A Josema lo despedimos cientos de personas en la Iglesia. La misa de su funeral fue un homenaje precioso al coraje con el que nuestro amigo luchó contra su enfermedad y la gallardía con la que afrontó su inevitable final, fue una oda a la vida, una invitación a seguir viviendo y amando a las personas que se van desde nuestros corazones, a deleitarnos en el recuerdo de los momentos que tuvimos la suerte de compartir. Nunca vi una iglesia tan llena de gente, aplaudiendo de emoción después de escuchar, sin aliento, las palabras tan llenas de pasión de vida pronunciadas por los familiares de Josema.

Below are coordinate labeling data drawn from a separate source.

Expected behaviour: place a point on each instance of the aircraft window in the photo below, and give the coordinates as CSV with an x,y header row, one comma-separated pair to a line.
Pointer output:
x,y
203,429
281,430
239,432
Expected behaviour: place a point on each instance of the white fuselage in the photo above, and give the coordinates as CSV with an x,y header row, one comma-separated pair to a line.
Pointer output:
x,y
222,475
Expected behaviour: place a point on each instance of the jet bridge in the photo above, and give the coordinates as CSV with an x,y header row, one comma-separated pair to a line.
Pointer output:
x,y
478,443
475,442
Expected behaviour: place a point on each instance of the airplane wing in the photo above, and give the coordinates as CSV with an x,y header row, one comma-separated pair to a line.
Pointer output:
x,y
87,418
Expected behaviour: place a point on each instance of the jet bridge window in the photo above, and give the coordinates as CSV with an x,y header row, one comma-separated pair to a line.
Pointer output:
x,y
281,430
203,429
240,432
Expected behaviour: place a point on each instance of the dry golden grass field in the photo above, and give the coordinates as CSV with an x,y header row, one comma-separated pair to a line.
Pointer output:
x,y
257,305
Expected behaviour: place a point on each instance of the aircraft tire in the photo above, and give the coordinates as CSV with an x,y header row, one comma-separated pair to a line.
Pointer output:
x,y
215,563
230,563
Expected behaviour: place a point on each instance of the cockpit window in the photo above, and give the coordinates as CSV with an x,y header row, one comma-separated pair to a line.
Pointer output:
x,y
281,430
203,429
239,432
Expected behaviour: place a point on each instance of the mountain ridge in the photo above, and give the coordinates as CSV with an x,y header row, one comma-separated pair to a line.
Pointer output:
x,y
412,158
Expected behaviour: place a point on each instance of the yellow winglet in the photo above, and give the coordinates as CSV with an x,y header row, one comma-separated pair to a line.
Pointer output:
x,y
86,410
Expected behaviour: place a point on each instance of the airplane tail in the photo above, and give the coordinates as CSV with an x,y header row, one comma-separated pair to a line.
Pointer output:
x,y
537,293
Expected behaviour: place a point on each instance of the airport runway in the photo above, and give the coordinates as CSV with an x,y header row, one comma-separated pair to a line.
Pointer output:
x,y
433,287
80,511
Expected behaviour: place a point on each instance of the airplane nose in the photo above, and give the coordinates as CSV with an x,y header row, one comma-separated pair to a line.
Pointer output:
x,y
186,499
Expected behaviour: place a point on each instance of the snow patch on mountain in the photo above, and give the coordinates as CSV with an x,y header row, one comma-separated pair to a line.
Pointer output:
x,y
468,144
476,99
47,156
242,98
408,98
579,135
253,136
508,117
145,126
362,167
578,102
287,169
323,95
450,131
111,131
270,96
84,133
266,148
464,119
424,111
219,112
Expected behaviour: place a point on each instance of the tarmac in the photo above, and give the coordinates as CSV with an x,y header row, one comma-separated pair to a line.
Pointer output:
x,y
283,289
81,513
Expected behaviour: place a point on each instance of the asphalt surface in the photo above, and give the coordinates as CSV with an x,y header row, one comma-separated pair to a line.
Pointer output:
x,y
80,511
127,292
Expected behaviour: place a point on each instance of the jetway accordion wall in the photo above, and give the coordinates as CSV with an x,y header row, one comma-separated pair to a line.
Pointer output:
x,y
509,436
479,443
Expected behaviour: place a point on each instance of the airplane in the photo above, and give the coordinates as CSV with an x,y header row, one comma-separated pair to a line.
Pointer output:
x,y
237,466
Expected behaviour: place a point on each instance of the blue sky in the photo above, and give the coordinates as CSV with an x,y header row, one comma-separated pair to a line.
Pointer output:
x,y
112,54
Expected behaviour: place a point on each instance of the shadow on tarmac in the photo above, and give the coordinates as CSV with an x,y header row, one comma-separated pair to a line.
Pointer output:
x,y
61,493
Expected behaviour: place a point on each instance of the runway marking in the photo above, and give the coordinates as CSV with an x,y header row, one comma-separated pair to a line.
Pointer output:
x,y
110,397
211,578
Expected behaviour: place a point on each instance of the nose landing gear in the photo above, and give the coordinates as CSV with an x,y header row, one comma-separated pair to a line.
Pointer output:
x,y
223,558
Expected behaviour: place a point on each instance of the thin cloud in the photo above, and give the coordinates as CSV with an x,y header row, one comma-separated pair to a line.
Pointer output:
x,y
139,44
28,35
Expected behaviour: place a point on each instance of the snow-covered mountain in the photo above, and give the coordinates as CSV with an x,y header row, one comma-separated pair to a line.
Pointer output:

Al terminar la misa, todos salimos y esperamos allí para darle el último adiós, su cuerpo iba a ser incinerado y, por tanto, no iba a haber ceremonia en el cementerio. A la puerta de San Bartolomé, en un día soleado y tranquilo, en el momento en el que el ataúd entraba en el coche fúnebre, se levantó de la nada un viento fuerte que parecía ir hacía arriba, como el viento que levantan las aspas de un helicóptero que sobrevuela encima de tu cabeza. No sé qué pensarían los demás, pero Gonzalo y yo supimos, con la certeza que da lo que se siente directamente en el corazón, que Josema se estaba despidiendo de todos envuelto en su elemento de vida, el viento. El mismo viento que siempre lo había llevado a volar tan alto como para llegar a ser teniente coronel del Ejército de tierra antes de los 49 años de edad.

Tal vez todo esto solo sea una ilusión mía, algún tipo de consuelo ante el abismal vacío que deja la muerte tras de sí, pero de verdad creo que, si al sentir el frío, el sol o el viento te parece que alguien amado te acaricia, te habla o te sonríe, entonces es que esa persona sigue a tu lado amándote y no se ha ido.